His actions also had repercussions in a section of the gaming community, where he became a symbol around which the far right could rally. On Gab, a tech platform popular with social media users on the far right, a widely circulated meme shows Triani portrayed as the leading character in God of War, known as Kratos. It was first posted shortly after the attack.

'Not Viking enough'

Fortunately, it’s only a small number of people operating in gaming that are locked into these highly distorted views of society. But when these views do appear, they are as deliberately grotesque as possible. A cursory look on Reddit, which I wouldn’t recommend for anyone’s sanity, reveals users complaining that Valhalla’s developers Ubisoft have caved in to external pressure and become “too woke”. The most pressing concern on the thread is that there is no opportunity to rape anyone in the game, which didn’t make it “Viking” enough – a complaint that’s been repeated on several forums. (It’s worth mentioning that no popular video game, including Valhalla or God of War, offers this function.)

It’s hard to police some of the behaviour in online gaming communities as so much of it is steeped in irony and humour. There’s no way of being able to tell if someone sharing a meme or even stating something vulgar or offensive is planning a terrorist act, or even if they believe in what they’re saying in any sense. Sometimes, a meme with deeply hidden connotations with the far right has been repeated so many times that it is stripped of its meaning and appears as a simple joke. Even the most advanced of analysts are usually unable to pinpoint someone’s motivations.

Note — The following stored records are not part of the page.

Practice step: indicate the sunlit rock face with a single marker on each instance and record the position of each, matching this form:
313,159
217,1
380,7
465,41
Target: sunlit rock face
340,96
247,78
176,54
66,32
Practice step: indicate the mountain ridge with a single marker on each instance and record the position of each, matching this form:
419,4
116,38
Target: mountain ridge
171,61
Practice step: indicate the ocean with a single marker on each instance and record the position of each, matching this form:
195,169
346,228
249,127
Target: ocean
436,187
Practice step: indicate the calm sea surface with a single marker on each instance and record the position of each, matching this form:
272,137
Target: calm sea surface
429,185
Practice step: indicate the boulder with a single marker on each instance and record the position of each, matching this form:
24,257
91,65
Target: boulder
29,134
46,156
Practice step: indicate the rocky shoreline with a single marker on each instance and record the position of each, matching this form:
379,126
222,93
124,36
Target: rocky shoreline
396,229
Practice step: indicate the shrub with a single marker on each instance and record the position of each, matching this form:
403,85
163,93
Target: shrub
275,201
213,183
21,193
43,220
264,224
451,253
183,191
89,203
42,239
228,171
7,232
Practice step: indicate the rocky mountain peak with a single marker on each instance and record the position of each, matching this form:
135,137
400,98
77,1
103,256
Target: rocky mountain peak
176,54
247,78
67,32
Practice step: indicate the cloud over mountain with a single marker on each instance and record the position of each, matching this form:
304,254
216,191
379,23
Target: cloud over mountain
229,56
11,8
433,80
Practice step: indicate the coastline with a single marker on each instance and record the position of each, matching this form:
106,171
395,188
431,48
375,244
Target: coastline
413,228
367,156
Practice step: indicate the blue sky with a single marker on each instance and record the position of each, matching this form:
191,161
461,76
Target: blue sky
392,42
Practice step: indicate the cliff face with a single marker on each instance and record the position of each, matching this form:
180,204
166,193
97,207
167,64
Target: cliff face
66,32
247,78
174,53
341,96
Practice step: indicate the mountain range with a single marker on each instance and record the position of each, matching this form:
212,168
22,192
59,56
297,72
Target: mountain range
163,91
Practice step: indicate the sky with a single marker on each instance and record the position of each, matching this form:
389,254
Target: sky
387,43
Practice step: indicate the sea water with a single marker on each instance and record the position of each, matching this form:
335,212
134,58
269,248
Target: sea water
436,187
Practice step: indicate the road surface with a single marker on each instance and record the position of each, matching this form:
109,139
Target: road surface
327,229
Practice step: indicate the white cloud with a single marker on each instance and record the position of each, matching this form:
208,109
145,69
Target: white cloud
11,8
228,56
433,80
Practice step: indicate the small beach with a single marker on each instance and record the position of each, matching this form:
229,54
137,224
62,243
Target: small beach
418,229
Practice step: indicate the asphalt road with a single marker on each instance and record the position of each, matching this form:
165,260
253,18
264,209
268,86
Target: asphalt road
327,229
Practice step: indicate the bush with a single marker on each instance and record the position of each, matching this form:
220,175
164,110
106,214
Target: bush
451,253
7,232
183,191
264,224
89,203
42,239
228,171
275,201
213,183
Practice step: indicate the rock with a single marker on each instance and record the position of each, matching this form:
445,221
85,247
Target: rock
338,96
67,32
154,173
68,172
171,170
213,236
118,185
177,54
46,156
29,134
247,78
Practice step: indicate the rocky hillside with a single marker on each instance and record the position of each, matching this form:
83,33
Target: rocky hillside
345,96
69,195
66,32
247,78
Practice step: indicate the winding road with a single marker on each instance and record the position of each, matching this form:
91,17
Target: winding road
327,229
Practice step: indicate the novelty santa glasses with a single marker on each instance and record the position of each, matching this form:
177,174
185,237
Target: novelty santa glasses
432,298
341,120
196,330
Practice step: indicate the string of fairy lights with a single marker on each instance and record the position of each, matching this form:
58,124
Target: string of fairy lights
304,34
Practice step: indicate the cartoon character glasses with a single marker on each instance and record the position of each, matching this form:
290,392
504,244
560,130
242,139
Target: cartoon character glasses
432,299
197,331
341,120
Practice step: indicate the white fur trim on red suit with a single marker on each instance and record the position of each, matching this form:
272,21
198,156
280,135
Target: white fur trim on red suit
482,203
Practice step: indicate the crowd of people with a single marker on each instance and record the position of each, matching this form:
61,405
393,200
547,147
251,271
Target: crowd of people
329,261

That doesn’t mean nothing can be done. TikTok banned the term “hyperborea” from its search function after fake videos claiming to show forgotten, hidden snow civilisations received millions of views. That won’t stop TikTok users who are so inclined to find alternative ways of posting esoteric Nazi content through using similar hashtags, but it at least shows that those holding the reins in big tech are aware of these far-right dog whistles.

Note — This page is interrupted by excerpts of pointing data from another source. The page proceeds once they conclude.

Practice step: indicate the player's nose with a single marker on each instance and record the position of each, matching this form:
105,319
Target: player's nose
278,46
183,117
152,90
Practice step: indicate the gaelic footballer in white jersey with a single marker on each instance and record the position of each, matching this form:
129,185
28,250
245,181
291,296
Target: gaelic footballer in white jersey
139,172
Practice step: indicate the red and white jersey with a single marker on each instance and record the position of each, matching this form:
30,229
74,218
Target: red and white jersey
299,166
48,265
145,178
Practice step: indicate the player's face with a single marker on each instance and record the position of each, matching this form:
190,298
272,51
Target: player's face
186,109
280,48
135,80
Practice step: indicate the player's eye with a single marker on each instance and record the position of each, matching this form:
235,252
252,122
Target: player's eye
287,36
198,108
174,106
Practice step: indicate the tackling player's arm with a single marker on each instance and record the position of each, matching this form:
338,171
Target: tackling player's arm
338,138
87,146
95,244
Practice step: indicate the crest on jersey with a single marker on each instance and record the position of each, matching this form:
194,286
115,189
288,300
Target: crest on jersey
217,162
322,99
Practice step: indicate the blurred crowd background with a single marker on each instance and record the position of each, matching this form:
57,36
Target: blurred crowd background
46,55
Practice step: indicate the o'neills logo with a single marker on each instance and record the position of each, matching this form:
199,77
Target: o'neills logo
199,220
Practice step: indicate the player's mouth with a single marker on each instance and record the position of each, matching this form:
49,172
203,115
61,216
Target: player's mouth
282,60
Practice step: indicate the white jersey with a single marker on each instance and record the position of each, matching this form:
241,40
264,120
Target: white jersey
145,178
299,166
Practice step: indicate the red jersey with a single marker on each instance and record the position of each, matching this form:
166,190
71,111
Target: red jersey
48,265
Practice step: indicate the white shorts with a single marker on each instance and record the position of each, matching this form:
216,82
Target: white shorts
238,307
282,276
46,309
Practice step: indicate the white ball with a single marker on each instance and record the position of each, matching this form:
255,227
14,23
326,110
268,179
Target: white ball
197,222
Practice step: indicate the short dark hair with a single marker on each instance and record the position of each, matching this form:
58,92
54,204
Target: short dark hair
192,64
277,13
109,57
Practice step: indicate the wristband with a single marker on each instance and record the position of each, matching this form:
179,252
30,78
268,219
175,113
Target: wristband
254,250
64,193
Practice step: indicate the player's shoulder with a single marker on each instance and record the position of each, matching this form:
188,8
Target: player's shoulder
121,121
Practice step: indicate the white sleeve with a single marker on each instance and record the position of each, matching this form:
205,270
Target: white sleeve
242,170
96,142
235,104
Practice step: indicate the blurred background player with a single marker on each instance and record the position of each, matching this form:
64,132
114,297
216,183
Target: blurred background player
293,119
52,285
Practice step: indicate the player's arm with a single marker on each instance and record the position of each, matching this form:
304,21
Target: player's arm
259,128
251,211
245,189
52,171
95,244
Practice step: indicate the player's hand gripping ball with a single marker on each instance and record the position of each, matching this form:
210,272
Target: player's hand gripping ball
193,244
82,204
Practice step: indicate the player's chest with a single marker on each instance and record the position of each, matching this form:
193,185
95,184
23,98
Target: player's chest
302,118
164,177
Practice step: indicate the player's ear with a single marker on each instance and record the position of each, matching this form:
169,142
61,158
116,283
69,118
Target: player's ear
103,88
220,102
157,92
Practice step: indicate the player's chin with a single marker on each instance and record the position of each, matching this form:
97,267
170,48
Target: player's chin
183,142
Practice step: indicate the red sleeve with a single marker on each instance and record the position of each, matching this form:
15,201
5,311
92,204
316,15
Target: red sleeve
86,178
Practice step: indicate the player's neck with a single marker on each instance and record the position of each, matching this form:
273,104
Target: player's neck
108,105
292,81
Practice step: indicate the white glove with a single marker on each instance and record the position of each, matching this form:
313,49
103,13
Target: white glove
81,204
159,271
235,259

There have been attempts within the gaming community to tackle toxic attitudes through broader representation in storylines. Valhalla, for example, includes a female protagonist, while God of War: Ragnarök, launched in 2021, has also included Black, female characters. It’s hard to tell, however, how cynical these inclusions may turn out to be.

While developers may protest that no one can know how any fictional work will be used and adapted, this can also be argued as a reason to be more cautious. The GNET research showed that the developers of Assassin’s Creed: Valhalla and God of War were aware that the games risked indulging the far right. And yet they still gave their players storylines that recycled dangerous prejudices. Meanwhile, Ubisoft made over $2 billion in revenue in 2022 alone. In an increasingly right-wing political landscape, games developers and technology companies making extortionate profits can afford to tell a different story.